The first symmetrical mode of vibration of a conical shell

Abstract

An aid in the design of loudspeakers would be a solution of the vibration of a conical shell. The general solution is exceedingly complex, but a partial solution can be obtained for the lowest symmetrical modes, the ones which appear to be most important in loudspeaker performance. The conical shell can be considered to be divided into identical radial lamina. The vibration is thus found to correspond to a beam whose width varies linearly with the distance from the apex, and whose stiffness varies inversely as the square of the distance from the apex. The problem, therefore, reduces to a fourth-order differential equation. Power series solutions of this equation are given in this paper. However, for the truncated cone the necessity of using four boundary conditions leads to very complicated calculations to obtain the eigentones.
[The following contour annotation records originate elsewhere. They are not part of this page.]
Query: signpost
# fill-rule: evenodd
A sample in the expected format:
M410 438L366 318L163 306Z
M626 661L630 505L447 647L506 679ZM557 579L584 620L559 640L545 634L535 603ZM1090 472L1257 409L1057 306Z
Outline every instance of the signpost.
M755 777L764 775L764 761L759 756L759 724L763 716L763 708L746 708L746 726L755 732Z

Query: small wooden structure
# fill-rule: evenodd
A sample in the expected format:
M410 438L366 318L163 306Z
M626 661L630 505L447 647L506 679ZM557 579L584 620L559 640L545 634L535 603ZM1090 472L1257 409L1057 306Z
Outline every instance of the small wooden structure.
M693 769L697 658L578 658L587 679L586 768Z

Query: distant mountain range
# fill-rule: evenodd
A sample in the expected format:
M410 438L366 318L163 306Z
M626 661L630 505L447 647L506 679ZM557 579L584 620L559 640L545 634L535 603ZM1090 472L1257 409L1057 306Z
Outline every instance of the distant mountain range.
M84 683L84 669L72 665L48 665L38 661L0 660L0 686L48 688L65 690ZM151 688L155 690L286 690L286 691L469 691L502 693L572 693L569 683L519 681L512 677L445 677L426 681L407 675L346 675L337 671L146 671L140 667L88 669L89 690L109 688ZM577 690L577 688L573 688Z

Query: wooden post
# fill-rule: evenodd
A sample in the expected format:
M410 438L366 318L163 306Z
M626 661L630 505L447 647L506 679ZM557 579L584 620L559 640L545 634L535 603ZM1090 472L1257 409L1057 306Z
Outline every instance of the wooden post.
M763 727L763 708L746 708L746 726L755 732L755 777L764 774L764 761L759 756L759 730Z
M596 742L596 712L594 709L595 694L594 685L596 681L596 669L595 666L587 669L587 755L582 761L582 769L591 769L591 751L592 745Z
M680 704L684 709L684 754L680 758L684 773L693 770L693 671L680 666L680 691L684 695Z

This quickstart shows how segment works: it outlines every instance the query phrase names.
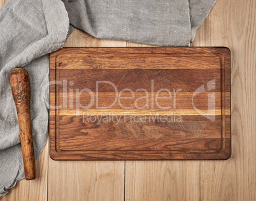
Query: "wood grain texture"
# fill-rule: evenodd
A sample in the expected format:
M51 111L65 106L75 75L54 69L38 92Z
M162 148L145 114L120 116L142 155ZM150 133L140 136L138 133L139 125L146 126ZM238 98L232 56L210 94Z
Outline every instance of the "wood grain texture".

A more convenient method for obtaining the first symmetrical mode is the Rayleigh-Ritz method. For the free-free vibration, a simple function is found to fit the boundary conditions. This leads easily to the calculation of the resonant frequency. McLachlan has measured the fundamental frequency of such a metallic cone obtaining 4000 c.p.s. for its first symmetrical mode. The calculated frequency, using the method outlined above, is 3700 c.p.s. The first symmetrical mode in loudspeakers occurs at 500 to 900 c.p.s. and is controlled greatly by the boundary conditions at the skiver, spider, and dust cap.